Marie de L’Incarnation sent this long letter to her son with this recommendation: “If you have difficulties with it, you can point them out to me by indicating the passages.” The prior of the monastery of the Blancs-Manteaux sent a long list of questions to Quebec. In 1656 he received a Supplément of which only a few articles are known to us.
The Correspondance. Marie de l’Incarnation was a born letter-writer. It is estimated that she must have written about 13,000 letters in her life. Five or six of the originals have escaped oblivion. Dom Claude Martin published 221 of them, a very limited number which was to be reduced further because certain items had been divided into two. Richaudeau and Dorn Jamet were fortunate enough to find some of these letters. If most of Marie’s letters have disappeared, the Registre des bienfaiteurs des Ursulines de Québec gives us the list of the principal recipients. The list is incomplete but huge enough to make us deplore the loss brought about by the destruction of a multitude of letters. If we are to judge them by some very extensive specimens, a number of them must have been veritable treatises on the spiritual life and chapters on the history of the colony.
Marie touched on every subject, wrote as her pen ran on, at night by candlelight. Her letters were only rough drafts which she sent off without having time to reread them. The ships were waiting and her hand would become so tired that she had difficulty guiding it. In such a conjuncture she could have limited herself to the essential, sending laconic notes, requests and thanks in telegraphic style. Not at all! She allowed herself the pleasure of recounting picturesque scenes drawn from life and full of exciting topical news.
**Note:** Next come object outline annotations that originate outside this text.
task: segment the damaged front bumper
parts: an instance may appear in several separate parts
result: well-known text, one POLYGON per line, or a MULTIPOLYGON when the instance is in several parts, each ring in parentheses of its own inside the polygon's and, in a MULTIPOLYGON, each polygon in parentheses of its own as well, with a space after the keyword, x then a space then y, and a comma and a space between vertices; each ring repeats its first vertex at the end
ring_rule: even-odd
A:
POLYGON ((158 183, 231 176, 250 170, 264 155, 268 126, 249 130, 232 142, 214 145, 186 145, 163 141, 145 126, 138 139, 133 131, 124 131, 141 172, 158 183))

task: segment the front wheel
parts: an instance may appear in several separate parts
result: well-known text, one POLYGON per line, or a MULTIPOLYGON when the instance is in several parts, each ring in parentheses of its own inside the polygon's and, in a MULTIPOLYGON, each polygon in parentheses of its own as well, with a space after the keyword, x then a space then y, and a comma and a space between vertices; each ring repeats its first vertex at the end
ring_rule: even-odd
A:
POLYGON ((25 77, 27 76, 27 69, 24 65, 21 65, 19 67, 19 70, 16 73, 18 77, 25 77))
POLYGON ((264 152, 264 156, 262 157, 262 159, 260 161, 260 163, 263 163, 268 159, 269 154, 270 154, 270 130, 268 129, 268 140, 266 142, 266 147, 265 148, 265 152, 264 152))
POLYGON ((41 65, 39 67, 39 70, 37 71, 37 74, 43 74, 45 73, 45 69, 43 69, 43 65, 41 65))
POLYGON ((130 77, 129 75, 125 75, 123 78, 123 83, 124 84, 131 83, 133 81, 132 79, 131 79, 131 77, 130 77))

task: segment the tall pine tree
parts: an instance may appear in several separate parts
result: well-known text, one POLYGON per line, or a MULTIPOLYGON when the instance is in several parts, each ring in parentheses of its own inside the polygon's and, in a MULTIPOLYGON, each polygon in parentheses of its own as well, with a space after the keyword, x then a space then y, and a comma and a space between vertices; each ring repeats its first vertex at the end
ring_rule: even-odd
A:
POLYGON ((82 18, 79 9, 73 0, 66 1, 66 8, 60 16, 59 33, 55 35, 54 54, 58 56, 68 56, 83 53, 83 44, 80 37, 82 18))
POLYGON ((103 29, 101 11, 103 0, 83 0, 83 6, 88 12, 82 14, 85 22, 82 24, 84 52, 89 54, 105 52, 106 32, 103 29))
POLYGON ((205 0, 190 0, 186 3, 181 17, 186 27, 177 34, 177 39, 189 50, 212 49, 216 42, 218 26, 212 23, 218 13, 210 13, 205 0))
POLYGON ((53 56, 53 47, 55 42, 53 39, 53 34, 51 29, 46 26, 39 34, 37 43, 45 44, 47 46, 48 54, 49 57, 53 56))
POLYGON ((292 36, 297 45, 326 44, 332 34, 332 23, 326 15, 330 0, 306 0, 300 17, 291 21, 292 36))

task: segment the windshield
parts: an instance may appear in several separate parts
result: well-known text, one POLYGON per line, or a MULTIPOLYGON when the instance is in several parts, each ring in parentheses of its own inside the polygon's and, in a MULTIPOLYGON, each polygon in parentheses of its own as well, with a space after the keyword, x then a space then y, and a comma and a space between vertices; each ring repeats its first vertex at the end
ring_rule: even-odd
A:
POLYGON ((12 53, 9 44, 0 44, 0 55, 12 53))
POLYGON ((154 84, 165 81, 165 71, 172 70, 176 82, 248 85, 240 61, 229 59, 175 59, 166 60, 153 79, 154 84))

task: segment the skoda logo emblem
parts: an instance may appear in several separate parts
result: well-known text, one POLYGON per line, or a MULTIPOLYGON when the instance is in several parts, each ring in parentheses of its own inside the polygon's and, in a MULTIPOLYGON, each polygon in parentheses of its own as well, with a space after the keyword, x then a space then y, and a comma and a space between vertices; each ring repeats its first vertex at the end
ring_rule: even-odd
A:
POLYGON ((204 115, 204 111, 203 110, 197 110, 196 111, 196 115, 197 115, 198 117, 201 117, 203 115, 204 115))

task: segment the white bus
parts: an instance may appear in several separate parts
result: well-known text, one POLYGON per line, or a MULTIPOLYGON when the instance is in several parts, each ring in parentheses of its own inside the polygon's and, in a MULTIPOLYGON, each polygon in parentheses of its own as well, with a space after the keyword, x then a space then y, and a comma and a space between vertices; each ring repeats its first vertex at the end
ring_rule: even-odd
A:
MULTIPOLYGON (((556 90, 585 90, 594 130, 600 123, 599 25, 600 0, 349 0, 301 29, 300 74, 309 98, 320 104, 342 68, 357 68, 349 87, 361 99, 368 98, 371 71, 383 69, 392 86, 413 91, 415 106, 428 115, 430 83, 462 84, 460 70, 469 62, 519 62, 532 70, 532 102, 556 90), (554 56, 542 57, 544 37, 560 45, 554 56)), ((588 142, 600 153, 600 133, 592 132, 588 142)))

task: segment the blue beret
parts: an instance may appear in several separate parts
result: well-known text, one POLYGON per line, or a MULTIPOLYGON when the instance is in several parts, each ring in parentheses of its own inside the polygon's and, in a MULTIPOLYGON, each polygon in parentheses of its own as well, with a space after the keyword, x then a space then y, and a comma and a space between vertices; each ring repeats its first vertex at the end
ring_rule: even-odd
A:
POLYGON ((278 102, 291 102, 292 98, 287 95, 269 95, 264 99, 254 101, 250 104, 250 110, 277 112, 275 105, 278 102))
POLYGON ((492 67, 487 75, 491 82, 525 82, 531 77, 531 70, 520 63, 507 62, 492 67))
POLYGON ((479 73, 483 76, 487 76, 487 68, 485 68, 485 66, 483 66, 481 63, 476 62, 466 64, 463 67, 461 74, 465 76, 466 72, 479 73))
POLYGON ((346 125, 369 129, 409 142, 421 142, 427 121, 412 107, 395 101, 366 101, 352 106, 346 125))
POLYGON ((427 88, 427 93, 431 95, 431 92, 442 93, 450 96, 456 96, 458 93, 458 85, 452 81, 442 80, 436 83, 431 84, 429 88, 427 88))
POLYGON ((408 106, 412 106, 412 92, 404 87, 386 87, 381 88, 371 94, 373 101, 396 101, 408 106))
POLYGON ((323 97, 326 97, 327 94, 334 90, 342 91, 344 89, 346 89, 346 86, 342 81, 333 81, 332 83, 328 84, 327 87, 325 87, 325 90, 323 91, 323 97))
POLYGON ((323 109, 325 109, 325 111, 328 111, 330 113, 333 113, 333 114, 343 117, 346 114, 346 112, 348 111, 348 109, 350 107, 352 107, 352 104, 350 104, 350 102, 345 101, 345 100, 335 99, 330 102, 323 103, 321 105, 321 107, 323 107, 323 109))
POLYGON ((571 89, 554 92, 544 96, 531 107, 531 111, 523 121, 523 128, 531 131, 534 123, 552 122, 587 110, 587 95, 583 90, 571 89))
Straight away she shows us her entire self as well as her period and her contemporaries. It is above all in her letters that she opens her heart unrestrainedly, revealing all the facets of her inspired personality. One can feel the beatings of her heart, which is that of a mother, friend, nun, and patriot. She talked about everything even though she had not gone to specialized schools, she settled the most complex problems, all because she looked at the world in the light of eternity, with eyes that were detached from all unhealthy desires. And her style, flowing and cheerful, assumed all the inflexions of the human register. As soon as she left the parlour she put her impressions down on paper, upon which immediately appeared figures of unforgettable accuracy and life. Mother Marie’s letters have all the qualities and all the defects of writings that have been spontaneously poured out; but some negligence of form is pardoned a person who knows how to use the magic wand of life. A daughter of the 17th century, Marie de L’Incarnation possessed a sense of order and harmony. The unity that she achieved in her own being appears in her writings, as limpid as her soul, which was detached from all trifles.
In 1645 Marie de l’Incarnation desired the union of all the congregations of French Ursulines. Her dream was realized in Canada in 1953. Her daughters were grouped under the direction of a superior-general and provinces were created at Quebec, Trois-Rivères, and Rimouski. Faithful to the missionary spirit of their foundress, the Canadian Ursulines have spread to Japan (1935) and South America (1961).